Doctor/Nurse injecting syringe on arm of a Senior Patient.

The Food and Drug Administration is proposing that each year, older adults and others at high risk of severe COVID-19 receive two shots of an updated vaccine to produce protective immunity.

The idea is part of a plan to simplify the country’s COVID-19 vaccine dosing regimen and/or vaccine composition, federal health officials explained in documents released Monday. The FDA’s independent advisory committee is scheduled to weigh in on three elements of the potential plan this Thursday. 

A simplified immunization schedule would “authorize or approve a two-dose series in certain young children, and in older adults and persons with compromised immunity, and only one dose in all other individuals,” the agency stated in a briefing to committee members.  

In addition to a new immunization schedule, FDA advisers will consider the merits of periodically updating vaccine composition to better match changing SARS-CoV-2 variants, and streamlining vaccine composition to single, bivalent vaccine only.

Like flu vaccination 

The process of choosing a new annual vaccine would be similar to that used for seasonal influenza vaccines, the FDA said. Manufacturers would base the formulation of the shot on projections made in June in order to allow for vaccine production by September, the briefing stated.

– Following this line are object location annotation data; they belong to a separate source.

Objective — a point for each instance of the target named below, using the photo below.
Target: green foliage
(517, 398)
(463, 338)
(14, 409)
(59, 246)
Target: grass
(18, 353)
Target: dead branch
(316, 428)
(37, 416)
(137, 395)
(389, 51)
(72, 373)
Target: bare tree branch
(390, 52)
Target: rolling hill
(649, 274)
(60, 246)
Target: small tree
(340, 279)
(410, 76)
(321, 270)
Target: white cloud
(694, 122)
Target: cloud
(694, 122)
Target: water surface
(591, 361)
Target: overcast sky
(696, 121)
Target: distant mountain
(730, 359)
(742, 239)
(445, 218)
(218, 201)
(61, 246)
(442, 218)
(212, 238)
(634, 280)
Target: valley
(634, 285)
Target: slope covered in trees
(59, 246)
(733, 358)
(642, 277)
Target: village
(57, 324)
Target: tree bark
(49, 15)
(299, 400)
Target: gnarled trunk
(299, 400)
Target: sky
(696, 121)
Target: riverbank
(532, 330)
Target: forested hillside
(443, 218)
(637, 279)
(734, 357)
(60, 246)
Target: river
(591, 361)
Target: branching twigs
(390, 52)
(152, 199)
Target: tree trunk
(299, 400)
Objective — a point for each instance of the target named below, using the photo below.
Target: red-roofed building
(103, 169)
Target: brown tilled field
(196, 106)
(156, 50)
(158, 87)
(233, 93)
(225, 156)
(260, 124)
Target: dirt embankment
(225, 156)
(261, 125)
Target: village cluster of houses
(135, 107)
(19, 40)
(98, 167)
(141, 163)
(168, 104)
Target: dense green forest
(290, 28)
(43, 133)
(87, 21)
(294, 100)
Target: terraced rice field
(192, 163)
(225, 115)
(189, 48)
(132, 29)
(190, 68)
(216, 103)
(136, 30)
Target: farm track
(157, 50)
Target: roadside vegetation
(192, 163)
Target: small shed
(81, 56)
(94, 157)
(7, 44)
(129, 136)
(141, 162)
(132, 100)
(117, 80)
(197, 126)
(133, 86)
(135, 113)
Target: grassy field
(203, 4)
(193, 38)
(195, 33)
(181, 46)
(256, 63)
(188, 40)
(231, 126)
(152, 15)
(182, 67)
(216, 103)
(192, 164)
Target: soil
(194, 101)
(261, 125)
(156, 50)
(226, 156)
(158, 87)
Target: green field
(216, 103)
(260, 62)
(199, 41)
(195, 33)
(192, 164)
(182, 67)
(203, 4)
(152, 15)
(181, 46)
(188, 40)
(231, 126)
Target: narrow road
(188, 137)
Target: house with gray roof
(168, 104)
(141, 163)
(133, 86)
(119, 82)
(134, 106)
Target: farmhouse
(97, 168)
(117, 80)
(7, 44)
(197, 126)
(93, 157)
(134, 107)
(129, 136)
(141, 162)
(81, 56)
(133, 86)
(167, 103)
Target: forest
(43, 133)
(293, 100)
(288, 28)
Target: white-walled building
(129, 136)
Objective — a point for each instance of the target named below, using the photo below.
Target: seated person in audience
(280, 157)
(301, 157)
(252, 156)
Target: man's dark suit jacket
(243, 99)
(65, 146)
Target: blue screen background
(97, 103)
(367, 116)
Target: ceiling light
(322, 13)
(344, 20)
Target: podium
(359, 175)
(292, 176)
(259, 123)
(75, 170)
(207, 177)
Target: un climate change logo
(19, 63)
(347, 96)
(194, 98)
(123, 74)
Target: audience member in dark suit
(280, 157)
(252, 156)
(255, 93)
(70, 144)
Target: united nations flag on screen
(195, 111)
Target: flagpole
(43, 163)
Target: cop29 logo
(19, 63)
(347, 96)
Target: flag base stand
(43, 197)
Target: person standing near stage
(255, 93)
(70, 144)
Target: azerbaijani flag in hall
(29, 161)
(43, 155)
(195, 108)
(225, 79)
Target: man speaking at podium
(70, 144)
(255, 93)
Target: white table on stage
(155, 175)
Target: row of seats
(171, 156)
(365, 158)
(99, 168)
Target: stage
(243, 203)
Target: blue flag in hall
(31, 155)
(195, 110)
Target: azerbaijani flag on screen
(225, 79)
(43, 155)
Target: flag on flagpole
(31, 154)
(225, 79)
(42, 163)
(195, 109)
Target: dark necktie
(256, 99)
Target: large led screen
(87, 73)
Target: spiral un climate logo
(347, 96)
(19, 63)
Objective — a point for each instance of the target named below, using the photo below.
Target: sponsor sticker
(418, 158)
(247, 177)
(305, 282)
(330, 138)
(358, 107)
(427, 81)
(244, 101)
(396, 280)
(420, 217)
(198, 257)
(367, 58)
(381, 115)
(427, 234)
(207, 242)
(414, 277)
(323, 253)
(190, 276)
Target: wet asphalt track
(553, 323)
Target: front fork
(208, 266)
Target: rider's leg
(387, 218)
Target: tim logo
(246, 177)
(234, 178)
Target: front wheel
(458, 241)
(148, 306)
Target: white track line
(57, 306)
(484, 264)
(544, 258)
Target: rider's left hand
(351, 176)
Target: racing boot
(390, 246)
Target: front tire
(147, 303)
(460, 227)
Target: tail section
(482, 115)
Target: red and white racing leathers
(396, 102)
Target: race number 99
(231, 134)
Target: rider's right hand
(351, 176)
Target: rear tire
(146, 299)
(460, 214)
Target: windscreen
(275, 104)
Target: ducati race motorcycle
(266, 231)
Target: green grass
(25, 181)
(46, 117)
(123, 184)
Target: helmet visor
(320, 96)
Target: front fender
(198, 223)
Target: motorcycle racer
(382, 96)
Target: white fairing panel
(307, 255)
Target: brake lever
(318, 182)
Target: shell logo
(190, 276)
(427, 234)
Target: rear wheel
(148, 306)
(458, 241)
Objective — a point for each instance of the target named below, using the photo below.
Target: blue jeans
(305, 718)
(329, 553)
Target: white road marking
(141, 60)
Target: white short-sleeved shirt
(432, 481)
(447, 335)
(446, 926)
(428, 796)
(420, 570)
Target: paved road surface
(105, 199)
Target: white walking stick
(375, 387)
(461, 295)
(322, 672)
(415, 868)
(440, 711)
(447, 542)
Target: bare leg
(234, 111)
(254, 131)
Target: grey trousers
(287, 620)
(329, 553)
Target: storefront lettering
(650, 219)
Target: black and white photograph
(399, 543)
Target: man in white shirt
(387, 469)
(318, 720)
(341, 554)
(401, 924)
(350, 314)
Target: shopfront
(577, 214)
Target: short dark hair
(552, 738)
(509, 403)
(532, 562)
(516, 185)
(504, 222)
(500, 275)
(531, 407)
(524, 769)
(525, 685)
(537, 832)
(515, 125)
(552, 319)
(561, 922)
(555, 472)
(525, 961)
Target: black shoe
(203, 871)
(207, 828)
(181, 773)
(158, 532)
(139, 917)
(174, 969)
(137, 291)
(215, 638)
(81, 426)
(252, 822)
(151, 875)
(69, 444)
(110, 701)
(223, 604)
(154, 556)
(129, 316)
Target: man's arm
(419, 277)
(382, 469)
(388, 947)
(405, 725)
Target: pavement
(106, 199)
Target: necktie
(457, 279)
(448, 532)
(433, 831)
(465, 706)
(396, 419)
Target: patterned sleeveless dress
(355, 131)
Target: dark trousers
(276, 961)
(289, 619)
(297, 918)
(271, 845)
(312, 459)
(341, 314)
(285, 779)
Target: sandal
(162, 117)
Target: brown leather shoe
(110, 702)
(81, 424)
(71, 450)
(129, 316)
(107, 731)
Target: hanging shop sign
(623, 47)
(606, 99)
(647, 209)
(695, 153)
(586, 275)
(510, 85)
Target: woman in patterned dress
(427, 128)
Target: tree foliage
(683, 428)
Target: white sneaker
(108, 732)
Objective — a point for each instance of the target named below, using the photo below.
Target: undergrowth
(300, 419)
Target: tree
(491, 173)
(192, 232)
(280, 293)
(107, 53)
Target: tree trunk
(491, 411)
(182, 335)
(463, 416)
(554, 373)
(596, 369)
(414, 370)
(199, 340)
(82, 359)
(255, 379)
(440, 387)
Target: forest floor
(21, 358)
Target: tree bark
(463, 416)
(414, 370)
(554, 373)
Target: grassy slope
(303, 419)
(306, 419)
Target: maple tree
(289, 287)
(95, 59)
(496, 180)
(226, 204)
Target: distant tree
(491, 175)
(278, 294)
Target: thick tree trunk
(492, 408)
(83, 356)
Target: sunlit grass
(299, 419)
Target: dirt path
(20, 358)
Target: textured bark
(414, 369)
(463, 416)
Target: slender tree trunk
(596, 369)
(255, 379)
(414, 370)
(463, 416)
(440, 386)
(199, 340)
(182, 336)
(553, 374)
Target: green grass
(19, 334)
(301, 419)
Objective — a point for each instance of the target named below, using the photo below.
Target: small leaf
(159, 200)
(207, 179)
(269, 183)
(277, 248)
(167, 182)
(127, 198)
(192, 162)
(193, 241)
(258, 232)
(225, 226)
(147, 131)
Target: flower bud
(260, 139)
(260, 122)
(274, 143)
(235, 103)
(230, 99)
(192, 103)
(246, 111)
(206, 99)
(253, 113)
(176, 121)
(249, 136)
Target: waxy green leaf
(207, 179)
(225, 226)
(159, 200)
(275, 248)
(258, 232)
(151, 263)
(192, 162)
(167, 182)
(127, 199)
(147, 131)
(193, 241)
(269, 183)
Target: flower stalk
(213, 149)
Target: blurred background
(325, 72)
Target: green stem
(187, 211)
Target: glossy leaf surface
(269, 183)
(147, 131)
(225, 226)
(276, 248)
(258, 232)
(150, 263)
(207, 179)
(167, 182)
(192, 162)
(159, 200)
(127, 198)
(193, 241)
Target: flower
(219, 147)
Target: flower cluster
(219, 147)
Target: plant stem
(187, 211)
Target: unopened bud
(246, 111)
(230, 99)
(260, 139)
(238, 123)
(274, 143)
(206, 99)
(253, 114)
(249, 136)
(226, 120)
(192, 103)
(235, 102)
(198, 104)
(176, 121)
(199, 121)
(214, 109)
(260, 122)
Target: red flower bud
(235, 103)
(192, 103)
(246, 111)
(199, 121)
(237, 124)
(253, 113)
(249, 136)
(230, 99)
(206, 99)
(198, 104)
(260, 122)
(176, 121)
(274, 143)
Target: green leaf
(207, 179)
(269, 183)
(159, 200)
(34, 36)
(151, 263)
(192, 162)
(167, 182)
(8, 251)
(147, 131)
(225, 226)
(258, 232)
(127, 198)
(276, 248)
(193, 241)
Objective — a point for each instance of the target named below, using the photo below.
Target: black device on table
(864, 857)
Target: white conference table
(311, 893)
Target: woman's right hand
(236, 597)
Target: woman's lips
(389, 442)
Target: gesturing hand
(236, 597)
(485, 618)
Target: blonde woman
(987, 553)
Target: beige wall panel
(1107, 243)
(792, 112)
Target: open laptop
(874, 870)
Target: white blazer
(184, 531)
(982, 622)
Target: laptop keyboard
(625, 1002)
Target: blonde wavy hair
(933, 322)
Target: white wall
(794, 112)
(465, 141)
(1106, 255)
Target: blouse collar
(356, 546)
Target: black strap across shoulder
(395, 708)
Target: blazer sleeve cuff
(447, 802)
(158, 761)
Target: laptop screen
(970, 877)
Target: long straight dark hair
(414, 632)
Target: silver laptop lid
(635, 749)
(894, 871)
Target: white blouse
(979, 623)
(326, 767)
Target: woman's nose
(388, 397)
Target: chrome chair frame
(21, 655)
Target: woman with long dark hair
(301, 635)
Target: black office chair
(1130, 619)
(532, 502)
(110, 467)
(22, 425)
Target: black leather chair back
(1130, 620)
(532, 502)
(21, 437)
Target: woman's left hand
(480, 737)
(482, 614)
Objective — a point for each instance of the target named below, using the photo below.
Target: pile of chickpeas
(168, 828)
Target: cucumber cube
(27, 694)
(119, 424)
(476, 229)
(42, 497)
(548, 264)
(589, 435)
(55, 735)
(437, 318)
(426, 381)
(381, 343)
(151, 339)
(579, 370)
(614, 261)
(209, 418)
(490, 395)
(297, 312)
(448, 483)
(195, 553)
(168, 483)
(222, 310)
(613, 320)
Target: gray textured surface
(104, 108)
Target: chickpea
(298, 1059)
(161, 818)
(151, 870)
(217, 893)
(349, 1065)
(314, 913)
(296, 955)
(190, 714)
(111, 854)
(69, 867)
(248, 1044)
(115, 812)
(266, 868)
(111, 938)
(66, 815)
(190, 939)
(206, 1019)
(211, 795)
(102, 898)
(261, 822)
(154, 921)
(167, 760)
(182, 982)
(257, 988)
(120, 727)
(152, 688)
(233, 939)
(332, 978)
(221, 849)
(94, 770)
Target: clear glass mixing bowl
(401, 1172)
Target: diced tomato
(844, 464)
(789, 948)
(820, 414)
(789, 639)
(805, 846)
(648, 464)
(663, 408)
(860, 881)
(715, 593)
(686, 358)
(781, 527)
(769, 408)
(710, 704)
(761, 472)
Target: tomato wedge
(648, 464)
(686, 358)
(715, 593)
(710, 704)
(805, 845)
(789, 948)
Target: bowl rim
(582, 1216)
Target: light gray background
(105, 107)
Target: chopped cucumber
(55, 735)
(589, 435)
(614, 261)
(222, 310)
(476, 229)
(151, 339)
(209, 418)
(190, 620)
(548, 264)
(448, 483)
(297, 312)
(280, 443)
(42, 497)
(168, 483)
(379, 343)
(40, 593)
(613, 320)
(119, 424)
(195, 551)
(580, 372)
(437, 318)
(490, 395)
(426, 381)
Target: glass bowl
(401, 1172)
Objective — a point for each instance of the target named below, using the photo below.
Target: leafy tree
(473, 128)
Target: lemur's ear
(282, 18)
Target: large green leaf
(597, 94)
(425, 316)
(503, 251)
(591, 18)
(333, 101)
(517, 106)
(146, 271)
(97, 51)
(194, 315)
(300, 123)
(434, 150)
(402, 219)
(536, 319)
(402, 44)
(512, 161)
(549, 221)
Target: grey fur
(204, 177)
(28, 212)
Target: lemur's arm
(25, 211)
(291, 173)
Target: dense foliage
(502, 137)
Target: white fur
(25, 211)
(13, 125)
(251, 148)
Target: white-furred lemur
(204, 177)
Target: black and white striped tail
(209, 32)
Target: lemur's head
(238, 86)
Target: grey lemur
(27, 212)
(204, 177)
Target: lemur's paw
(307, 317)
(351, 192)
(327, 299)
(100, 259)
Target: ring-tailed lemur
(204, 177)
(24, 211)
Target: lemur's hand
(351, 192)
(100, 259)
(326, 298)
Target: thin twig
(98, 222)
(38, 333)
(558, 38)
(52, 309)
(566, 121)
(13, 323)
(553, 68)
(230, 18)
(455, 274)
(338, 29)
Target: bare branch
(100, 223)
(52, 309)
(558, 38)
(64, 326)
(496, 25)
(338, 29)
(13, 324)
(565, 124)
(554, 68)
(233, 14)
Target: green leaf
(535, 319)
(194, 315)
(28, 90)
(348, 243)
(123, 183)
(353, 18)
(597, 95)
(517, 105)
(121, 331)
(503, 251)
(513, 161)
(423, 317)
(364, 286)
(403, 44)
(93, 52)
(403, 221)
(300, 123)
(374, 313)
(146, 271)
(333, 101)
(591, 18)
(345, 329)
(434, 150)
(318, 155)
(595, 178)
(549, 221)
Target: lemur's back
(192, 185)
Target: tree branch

The FDA also is asking its advisers to consider the potential for transitioning to a single vaccine composition for both the primary series of shots and booster vaccinations. Currently, the primary series consists of two shots and the updated, bivalent booster vaccines are different formulations. With a single vaccine composition, people who need to receive two initial doses plus a booster at least two months later would simply receive the same vaccine for all three shots.

“This simplification of vaccine composition should reduce complexity, decrease vaccine administration errors due to the complexity of the number of different vial presentations and potentially increase vaccine compliance,” the FDA briefing stated.

LTC considerations

Clinicians who care for long-term care facility residents have been juggling these complexities while trying to educate residents about the vaccines and when sourcing and administering the shots. Although uptake has gradually increased among nursing home residents, only an average of 50% of nursing home residents nationwide are up-to-date with their vaccinations, according to the Centers for Disease Control and Prevention.

Meanwhile, a recent study revealed some the difficulties in encouraging previously immunized adults to accept a COVID-19 booster shot.

Seniors overestimate immunity

Respondents to a survey of previously vaccinated U.S. adults showed that many overestimated their current immunity to the virus or misunderstood their eligibility status, the agency reported Friday.

Among adults aged 60 years and older, 20% believed they still had strong protection against infection, 17% said they were concerned about side effects and 16% were unsure whether the bivalent booster dose was effective.

Among adults aged 40 years and older who said they believed they were already sufficiently protected against infection or severe disease, 72% had not had a SARS-CoV-2 infection or received a COVID-19 vaccine dose in the prior six months, the CDC reported. And 51% had never been infected.

Protecting older adults

All eligible adults should receive one of the updated mRNA booster vaccines, which are known to prevent severe illness, hospitalization and death, the study’s authors reminded readers.

Healthcare professionals should “use evidence-based strategies to inform persons about booster vaccine recommendations and waning immunity,” they concluded.